Co-authored with Seth Berman and originally published on LinkedIn on 1/8/16

My industry colleague, Seth Berman, and I co-authored this post to put a different spin on the 2016 predictions we’ve enjoyed from others in the community. Please let us know your thoughts in the comments!

  1. Brands will come closer to just-in-time manufacturing. Innovation here will happen for two primary reasons. First, retailers currently are being burned — again — by carrying excess inventory. They need to find new ways of doing business and will put more pressure on brands not to ship them merchandise until demand for it is clear. Brands, too, have been hurt by having manufactured more more units than they could sell. For their part, investors have shown strong preference for marketplace startups that carry no inventory and have healthy margins over e-commerce startups with inventory and lower margins. The companies that solve this problem can win on their own and with retailers. A good example of a company delivering made-on-demand product is Shoes of Prey. And Nordstrom’s recent investment in this company reinforces the retailer/brand dynamic we’re describing. Second, the consumer increasingly will expect endless options and the ability to get exactly what s/he wants. Redbubble, Seth’s company, is an example of a marketplace capitalizing on these trends with 15 million designs from independent artists printed as ordered on more than 40 products. Greater speed and customization will come through end-to-end creativity in the traditional supply chain, as well as in the form of 3D printing.
  2. Stores will continue to dabble with consumer-facing technology. Many retailers have introduced a “magic” mirrorphoto booth or interactive screen. The story goes something like this: Retailer and vendor distribute press releases headlining the installation, we later discover the technology is in only one or a handful of a chain’s many stores and go seek it out, we see the technology isn’t working or isn’t being used, we don’t hear much about it again and, in some cases, it’s not in the store on our next visit or is never rolled out to additional locations. The underlying problem is that while the one-time press hit is nice and the curiosity-driven traffic bump may linger, these devices aren’t steadily increasing conversion to purchase. We’re excited about the prospect of in-store technology evolving to a need-to-have from just a nice-to-have and expect to see a lot of trial-and-error along the way.

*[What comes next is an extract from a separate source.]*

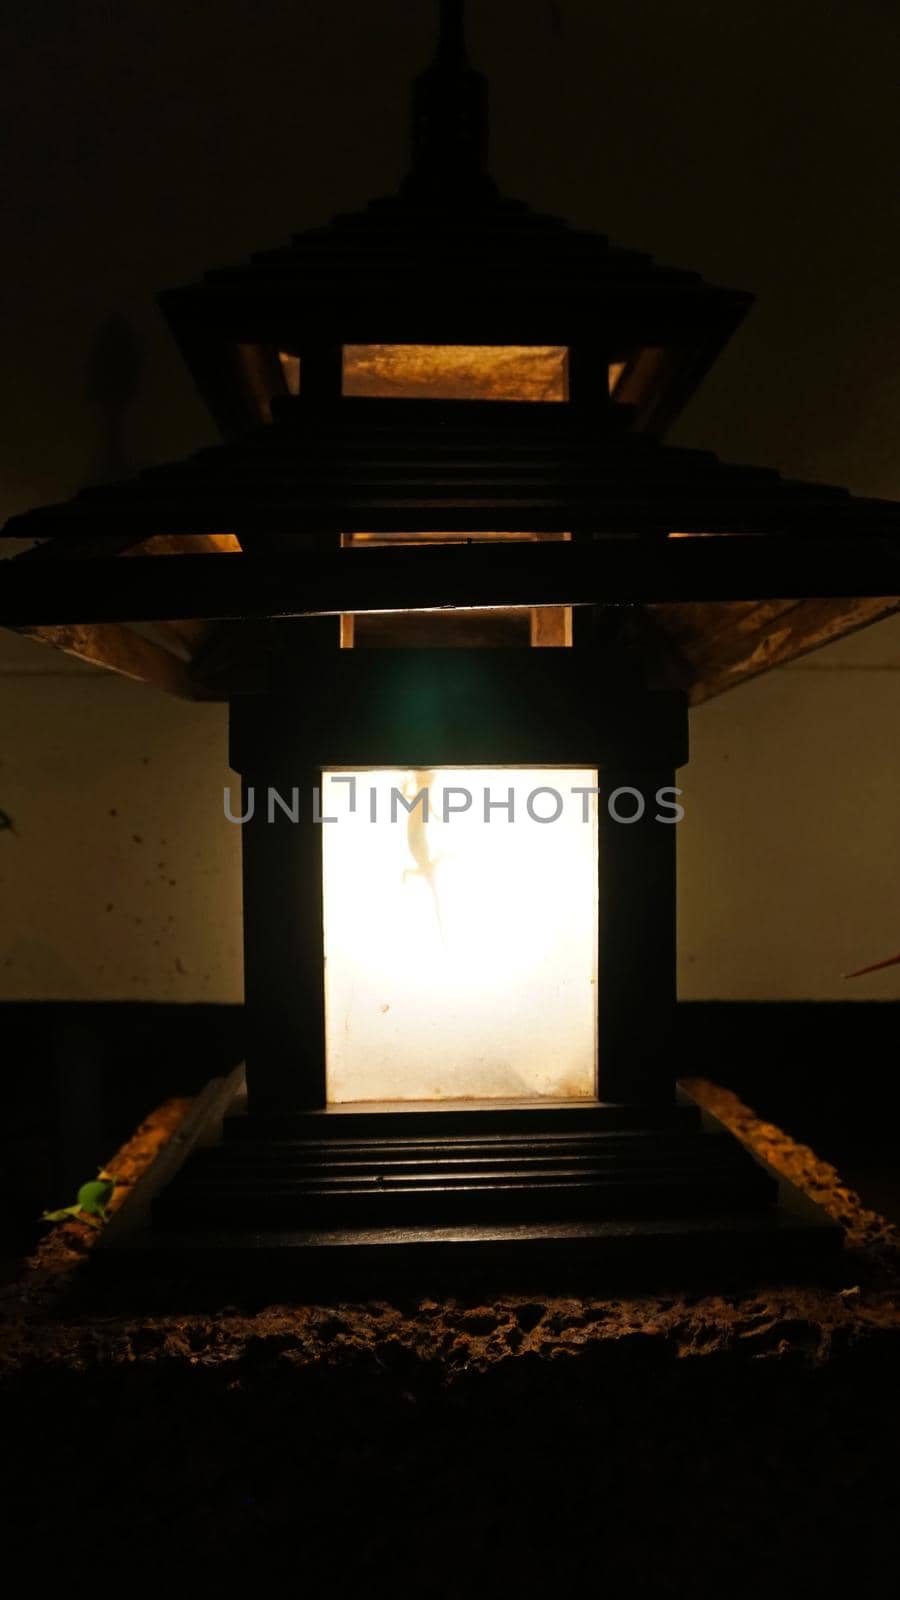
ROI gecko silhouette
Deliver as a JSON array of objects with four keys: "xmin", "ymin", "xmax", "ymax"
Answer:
[{"xmin": 402, "ymin": 769, "xmax": 445, "ymax": 942}]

  3. Facebook will challenge Google’s dominance in retail advertising. Google Shopping ads (also known as Product Listing Ads) have become the primary paid customer acquisition channel for retail advertisers in recent years. And search still dominates over social when it comes to e-commerce revenue by channel. In response, Facebook released Dynamic Product Ads in February, 2015. Facebook Dynamic Product Ads retarget site visitors by showing products the shopper has viewed and other products from the retailer’s catalog that Facebook recommends. Facebook’s speed of innovation in this area is impressive, and 2015 saw retailers shifting budgets from web display, retargeting channels and television to Facebook. While we see plenty of room for growth in retail ad spend with both Google and Facebook, in 2016 Facebook will become a much more meaningful source of revenue for retailers.

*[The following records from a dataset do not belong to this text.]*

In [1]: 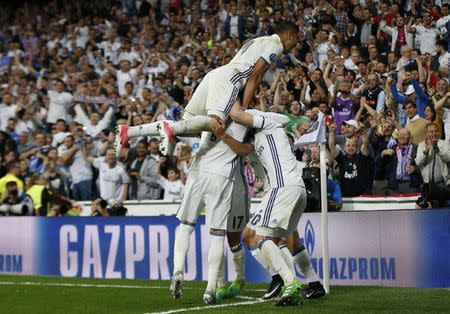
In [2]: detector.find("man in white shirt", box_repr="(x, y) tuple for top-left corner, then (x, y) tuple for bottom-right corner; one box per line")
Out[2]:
(57, 134), (94, 201)
(99, 31), (122, 64)
(102, 57), (148, 97)
(0, 92), (17, 131)
(38, 78), (73, 128)
(408, 13), (440, 55)
(84, 148), (129, 204)
(117, 40), (141, 65)
(74, 104), (114, 137)
(436, 39), (450, 80)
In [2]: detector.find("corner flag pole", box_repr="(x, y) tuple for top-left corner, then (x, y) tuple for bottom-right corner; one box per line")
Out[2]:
(293, 113), (329, 294)
(319, 142), (330, 294)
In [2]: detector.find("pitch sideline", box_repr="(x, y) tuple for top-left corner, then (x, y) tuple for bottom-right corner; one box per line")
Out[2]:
(146, 298), (269, 314)
(0, 280), (266, 292)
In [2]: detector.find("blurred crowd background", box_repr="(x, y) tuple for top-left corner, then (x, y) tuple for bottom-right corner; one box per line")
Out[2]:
(0, 0), (449, 216)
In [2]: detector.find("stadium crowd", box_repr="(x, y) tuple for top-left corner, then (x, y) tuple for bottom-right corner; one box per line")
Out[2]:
(0, 0), (449, 216)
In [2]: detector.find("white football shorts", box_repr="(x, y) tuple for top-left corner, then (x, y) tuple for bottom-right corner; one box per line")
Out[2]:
(247, 185), (307, 239)
(177, 169), (233, 230)
(183, 67), (240, 122)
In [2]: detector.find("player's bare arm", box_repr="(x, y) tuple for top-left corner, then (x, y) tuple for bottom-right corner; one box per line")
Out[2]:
(210, 118), (253, 157)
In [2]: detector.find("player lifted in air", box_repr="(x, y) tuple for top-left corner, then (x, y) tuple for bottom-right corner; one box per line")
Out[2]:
(114, 21), (299, 155)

  4. A bifurcation of mobile beacons/geolocation will emerge. Stores that are large enough and have high enough purchase frequency can sustain their own beacon programs. Target’s offering has been lauded, rightly so, and we’re optimistic about Kroger’s strategy. The key, in addition to above-average visits per customer and length of visits, is both of these apps are more about optimizing customers’ experience with the brand and in the store than they are about driving traffic to the store. More retailers in this category will invest in ways similar to what Target and Kroger have done. But for retailers who want to acquire store traffic, they’ll realize the need to seek a network effect and partner with publishers and/or beacon platforms. An strong example of this when ELLE pushed out its editorial product picks on both ShopAdvisor’s and RetailMeNot’s apps; when approaching featured stores, customers received notifications and discount offers that enticed them to visit.

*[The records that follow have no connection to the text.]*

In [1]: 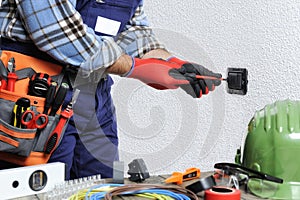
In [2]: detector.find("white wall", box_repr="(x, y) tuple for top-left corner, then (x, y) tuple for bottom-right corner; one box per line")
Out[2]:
(111, 0), (300, 175)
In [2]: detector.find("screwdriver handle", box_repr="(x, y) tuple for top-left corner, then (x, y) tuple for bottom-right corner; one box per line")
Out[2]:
(43, 82), (57, 114)
(44, 108), (73, 154)
(49, 83), (69, 116)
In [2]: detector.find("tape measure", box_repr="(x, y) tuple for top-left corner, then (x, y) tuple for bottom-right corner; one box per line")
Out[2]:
(28, 73), (52, 97)
(205, 186), (241, 200)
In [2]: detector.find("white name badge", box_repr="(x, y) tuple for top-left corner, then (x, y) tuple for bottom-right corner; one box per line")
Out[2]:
(95, 16), (121, 36)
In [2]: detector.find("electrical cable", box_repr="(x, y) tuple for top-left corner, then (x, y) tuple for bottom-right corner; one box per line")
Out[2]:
(67, 184), (122, 200)
(129, 189), (189, 200)
(68, 183), (198, 200)
(103, 184), (198, 200)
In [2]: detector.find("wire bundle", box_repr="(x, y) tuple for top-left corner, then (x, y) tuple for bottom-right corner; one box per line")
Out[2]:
(104, 184), (198, 200)
(68, 183), (198, 200)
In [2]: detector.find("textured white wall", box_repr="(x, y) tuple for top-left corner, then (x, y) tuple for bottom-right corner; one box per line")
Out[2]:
(111, 0), (300, 175)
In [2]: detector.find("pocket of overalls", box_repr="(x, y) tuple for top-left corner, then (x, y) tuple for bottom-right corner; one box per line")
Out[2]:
(86, 0), (137, 35)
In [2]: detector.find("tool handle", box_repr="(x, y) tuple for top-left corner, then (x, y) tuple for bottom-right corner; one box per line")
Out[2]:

  5. Pinterest Buyable Pins gain traction. Unlike social networks that were earlier to the advertising and commerce games, Pinterest users have long engaged on its platform with the intent to purchase. Separate from Promoted Pins, we think the ability of Buyable Pins to link inspiration to transaction will be embraced by Pinterest users and an increasing number of commercial pinners. Given that Buyable Pins have initially been offered at no cost to retailers, it remains to be seen whether the feature will help Pinterest increase monetization overall.
  6. Retailers and consumers will adopt messaging for shopping and service. Everlane and Zulily were the first to start using Facebook Messenger as an order status communication and customer service tool. More recently, Facebook and Uber announced that users can request an Uber inside Messenger, and these so-called chat bots seem to be getting the most attention from Facebook. With the proliferation of chat commerce in Asia, and the battle for a new mobile interaction model in the U.S., we expect more U.S. retailers and e-commerce players to move aggressively into messaging commerce in 2016.